Die Frage, wer und was deutsch – oder auch britisch (sowohl die Deutschen als auch die Franzosen bevorzugten und bevorzugen immer noch „englisch“), französisch, amerikanisch, russisch – ist, beschäftigt die betreffenden Völker schon seit langem. Nirgendwo mehr als hier in Israel, wo sie im Gründungsdokument des Landes, der Unabhängigkeitserklärung, absichtlich umgangen wurde.

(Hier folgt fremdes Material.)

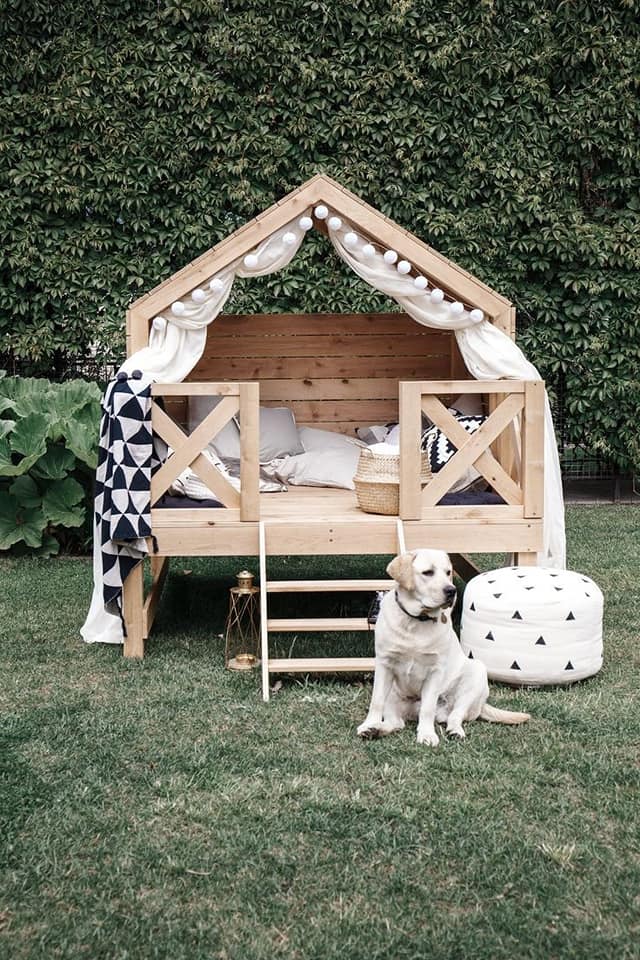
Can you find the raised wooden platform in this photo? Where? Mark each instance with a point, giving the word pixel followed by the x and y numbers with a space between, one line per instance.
pixel 309 521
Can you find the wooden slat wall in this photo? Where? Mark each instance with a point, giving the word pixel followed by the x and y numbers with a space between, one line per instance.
pixel 337 371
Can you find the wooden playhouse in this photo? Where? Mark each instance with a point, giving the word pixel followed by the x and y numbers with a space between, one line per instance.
pixel 336 372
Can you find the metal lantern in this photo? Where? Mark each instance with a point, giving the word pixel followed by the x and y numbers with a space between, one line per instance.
pixel 242 635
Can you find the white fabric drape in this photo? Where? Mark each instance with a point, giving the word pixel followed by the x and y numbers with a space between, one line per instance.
pixel 488 353
pixel 176 343
pixel 178 338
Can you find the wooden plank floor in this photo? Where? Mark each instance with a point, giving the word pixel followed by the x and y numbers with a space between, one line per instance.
pixel 310 520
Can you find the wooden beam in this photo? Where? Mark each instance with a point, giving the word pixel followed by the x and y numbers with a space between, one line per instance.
pixel 410 494
pixel 323 665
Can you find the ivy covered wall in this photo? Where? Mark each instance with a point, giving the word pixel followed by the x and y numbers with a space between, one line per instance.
pixel 135 134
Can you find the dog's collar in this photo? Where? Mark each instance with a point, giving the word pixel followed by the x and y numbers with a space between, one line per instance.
pixel 419 616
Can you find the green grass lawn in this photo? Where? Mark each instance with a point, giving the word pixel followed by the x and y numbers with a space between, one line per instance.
pixel 160 809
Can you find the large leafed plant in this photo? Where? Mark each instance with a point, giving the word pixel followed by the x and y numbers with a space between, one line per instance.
pixel 48 451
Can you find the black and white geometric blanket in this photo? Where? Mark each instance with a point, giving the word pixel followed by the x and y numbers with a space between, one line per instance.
pixel 126 460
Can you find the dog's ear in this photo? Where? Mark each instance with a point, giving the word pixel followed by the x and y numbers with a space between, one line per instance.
pixel 401 570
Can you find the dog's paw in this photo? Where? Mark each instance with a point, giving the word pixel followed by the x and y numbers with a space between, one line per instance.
pixel 429 737
pixel 371 731
pixel 456 733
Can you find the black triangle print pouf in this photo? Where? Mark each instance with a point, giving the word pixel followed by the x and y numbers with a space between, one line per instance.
pixel 533 626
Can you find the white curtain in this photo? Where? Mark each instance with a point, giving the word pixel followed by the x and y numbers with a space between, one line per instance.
pixel 176 343
pixel 488 353
pixel 178 338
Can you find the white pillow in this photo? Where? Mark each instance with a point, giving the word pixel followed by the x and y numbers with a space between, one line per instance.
pixel 334 467
pixel 226 443
pixel 312 438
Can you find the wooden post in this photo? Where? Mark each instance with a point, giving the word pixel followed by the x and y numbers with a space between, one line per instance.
pixel 410 410
pixel 132 609
pixel 249 451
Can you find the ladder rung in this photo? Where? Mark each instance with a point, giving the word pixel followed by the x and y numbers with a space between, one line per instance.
pixel 327 586
pixel 310 626
pixel 323 665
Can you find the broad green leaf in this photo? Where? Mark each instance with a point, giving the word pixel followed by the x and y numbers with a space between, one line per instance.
pixel 62 503
pixel 29 435
pixel 18 524
pixel 82 439
pixel 55 464
pixel 10 469
pixel 26 492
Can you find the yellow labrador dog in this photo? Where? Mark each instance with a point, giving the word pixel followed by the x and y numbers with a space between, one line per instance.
pixel 421 672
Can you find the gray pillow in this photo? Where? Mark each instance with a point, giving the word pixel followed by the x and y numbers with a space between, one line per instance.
pixel 333 467
pixel 278 434
pixel 226 443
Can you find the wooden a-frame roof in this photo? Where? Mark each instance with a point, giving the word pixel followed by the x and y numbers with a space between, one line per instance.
pixel 456 282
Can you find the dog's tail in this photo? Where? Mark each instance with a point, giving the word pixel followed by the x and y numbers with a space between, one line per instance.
pixel 496 715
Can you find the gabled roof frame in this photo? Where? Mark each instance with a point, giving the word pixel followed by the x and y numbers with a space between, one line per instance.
pixel 456 282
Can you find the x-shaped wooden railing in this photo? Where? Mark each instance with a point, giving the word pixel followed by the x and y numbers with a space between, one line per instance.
pixel 238 398
pixel 521 405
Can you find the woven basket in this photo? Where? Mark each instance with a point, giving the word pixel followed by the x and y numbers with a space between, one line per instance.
pixel 377 481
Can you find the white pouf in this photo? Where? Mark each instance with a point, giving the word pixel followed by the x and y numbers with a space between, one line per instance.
pixel 533 625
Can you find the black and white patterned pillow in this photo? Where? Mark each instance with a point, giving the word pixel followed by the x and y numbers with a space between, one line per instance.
pixel 437 445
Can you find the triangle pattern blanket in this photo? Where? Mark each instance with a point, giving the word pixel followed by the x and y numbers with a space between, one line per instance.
pixel 126 461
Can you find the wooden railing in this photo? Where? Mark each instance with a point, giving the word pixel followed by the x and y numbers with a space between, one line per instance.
pixel 507 449
pixel 238 398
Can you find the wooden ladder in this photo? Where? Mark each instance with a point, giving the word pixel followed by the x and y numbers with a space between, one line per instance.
pixel 313 664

Im Laufe der Jahrzehnte kam es immer wieder zu Regierungskrisen, weil eine oder mehrere der religiösen Parteien in der Knesset der Regierungskoalition ihre Unterstützung entzogen. Ganz zu schweigen von den zahllosen Fällen, in denen israelische Bürger nicht heiraten durften, weil das Rabbinat, das laut Gesetz für solche Angelegenheiten zuständig ist, sich weigerte, die Braut oder den Bräutigam als Juden anzuerkennen. Sicherlich haben viele Israelis, darunter auch einige Rabbiner, im Laufe der Jahre Wege gefunden, das Problem zu umgehen und trotzdem zu heiraten. Für viele andere ist es jedoch ungelöst geblieben.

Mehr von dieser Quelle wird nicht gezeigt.